China turns its back on foreign waste

opinion January 15, 2018 01:00

By Suwatchai Songwanich
Chief executive Officer,
Bangkok Bank (China)

At the end of last year China introduced a policy banning imports of 24 types of solid waste, including certain types of plastic and all mixed-paper.



Even though China had informed the World Trade Organisation of its plans early last year, the ban shocked many developed nations who now don’t know what to do with the millions of tonnes of waste they had previously shipped to China.

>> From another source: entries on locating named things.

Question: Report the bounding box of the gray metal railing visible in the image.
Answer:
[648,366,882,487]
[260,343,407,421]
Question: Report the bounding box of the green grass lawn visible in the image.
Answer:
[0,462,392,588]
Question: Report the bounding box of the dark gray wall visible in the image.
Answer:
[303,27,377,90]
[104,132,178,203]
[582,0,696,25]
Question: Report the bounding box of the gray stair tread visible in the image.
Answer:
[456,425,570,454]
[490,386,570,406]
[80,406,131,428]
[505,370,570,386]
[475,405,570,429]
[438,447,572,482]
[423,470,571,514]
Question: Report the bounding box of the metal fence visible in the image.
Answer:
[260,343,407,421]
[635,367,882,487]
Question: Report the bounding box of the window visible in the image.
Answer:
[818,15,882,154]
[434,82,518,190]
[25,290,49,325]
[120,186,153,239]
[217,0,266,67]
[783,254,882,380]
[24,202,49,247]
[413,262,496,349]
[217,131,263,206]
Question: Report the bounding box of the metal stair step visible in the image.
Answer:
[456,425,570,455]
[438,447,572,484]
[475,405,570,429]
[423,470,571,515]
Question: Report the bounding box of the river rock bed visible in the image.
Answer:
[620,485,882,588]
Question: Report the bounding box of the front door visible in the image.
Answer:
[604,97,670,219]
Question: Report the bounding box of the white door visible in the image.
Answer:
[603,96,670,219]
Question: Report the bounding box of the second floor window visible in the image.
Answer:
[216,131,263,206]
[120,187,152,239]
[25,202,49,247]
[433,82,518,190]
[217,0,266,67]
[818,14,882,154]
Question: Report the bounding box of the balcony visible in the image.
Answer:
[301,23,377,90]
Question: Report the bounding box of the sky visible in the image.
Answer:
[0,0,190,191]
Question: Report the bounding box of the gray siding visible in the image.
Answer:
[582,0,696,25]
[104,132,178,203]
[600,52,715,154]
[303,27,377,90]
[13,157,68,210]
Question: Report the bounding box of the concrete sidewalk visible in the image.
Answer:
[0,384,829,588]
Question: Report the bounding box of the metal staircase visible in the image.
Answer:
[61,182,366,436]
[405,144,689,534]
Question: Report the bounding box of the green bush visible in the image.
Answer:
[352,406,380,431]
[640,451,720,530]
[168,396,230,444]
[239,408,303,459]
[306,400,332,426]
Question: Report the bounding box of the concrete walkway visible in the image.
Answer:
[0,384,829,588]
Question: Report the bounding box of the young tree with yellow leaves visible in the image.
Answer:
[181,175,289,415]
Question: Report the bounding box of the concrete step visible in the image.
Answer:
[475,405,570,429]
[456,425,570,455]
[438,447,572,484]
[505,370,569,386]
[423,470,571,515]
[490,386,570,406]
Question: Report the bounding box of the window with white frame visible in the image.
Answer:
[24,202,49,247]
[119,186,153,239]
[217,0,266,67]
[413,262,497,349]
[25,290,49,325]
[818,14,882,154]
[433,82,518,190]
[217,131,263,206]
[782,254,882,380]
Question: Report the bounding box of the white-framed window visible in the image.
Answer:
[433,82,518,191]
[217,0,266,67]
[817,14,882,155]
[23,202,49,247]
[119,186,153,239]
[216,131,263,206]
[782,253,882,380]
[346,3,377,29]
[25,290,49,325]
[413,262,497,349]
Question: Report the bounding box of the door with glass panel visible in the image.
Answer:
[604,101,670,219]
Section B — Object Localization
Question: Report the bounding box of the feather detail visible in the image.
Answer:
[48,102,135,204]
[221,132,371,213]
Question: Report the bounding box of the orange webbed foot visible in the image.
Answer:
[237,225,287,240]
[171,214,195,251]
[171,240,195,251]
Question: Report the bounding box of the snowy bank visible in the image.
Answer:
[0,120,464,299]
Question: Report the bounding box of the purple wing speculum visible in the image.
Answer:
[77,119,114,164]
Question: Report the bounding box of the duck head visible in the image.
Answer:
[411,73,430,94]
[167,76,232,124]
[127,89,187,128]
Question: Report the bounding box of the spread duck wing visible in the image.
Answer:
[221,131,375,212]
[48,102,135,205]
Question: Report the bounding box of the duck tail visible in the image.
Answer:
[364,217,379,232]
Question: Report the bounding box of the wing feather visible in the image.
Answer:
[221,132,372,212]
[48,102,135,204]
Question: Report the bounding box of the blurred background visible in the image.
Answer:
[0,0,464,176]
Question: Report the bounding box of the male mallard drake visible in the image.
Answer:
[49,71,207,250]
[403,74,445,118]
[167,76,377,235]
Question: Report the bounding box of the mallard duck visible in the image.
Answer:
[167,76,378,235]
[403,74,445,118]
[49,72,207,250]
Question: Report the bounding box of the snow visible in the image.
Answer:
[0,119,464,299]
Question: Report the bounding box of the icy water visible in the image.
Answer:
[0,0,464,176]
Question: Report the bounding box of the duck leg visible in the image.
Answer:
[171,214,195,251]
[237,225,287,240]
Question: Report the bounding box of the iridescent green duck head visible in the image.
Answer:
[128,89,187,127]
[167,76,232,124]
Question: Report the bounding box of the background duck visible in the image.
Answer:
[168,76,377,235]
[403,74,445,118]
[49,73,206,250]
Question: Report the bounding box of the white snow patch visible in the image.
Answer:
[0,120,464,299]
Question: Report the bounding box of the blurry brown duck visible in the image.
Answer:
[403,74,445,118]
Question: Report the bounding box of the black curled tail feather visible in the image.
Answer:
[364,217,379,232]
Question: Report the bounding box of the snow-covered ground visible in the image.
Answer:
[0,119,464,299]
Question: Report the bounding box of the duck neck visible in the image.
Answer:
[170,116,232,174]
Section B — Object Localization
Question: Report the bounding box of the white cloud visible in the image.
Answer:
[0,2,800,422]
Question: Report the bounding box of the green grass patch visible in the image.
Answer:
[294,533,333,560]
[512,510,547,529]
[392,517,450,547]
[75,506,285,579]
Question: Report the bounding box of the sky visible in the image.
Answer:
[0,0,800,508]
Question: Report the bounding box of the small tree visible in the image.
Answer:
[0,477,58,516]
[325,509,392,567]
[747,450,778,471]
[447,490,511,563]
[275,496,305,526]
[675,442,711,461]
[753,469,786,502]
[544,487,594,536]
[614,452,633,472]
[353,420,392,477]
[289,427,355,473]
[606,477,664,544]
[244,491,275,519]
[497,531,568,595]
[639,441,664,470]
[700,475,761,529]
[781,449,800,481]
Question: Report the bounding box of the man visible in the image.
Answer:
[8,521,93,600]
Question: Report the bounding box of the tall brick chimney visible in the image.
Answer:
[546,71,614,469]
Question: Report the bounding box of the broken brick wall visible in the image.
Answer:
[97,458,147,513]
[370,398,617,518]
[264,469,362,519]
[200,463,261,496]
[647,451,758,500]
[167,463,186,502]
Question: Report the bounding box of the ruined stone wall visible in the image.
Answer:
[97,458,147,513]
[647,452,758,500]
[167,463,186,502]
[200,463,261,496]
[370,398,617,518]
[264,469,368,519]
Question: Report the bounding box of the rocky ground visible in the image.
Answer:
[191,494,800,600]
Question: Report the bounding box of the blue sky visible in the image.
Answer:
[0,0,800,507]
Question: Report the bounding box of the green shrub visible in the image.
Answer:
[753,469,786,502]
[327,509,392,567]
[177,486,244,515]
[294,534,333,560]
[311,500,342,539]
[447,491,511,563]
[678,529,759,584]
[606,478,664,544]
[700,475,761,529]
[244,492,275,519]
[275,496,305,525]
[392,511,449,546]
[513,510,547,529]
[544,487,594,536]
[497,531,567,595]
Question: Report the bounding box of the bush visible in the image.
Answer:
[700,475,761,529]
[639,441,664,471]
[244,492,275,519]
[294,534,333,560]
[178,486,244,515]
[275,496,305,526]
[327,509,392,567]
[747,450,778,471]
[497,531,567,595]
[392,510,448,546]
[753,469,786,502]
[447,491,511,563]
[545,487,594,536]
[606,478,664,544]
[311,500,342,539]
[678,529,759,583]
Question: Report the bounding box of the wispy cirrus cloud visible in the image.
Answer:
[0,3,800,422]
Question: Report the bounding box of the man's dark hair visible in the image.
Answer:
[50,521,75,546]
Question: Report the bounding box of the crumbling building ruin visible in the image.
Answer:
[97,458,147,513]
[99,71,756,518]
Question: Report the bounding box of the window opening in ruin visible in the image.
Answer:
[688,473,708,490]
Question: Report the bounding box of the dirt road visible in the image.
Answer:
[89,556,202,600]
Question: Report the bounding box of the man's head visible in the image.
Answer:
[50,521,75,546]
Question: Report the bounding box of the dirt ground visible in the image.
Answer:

For many years China has been the world’s largest importer of recyclable materials, with much of it used to feed its manufacturing industry, an initiative that helped it achieve global dominance in that sector. In 2016 it imported some 7.3 million tonnes of waste from developed countries. The UK alone exported more than 2.7 million tonnes of plastic waste to Hong Kong and mainland China over a five-year period – about two-thirds of its total plastic-waste shipments.

Now there are fears that China’s action against foreign waste or “yang laji” will choke the seas and lead to the buildup of huge waste-heaps in developed countries. But in many ways it was such concerns on the home front that spurred Beijing into action as the environment has become a hot-button issue both on the mainland and in Hong Kong.

Despite months of warning about the policy change, major waste-exporting countries such as the UK were caught on their backfoot in December. This highlights how exporting waste half-way around the world is not a viable long-term solution for anyone.

The policy will spur action in countries that have been reliant on China to take their garbage, as they now must develop more sustainable ways of producing and disposing of products. In the UK in particular, environmentalists, local councils, recyclers and manufacturers have been calling on the government to introduce tougher environmental regulations that will drive more intelligent recycling solutions. This means addressing the environmental impact of a product throughout its entire lifecycle – from the product and materials-design stage through manufacturing and end-use to disposal and recycling.

While Beijing’s policymakers were addressing local issues in their battle against yang laji, the unintended consequences of their actions may result in a brighter future for all. We all benefit from producing and using goods that leave a smaller environmental footprint, so we no longer need to pass-the-parcel with our rubbish on a global scale.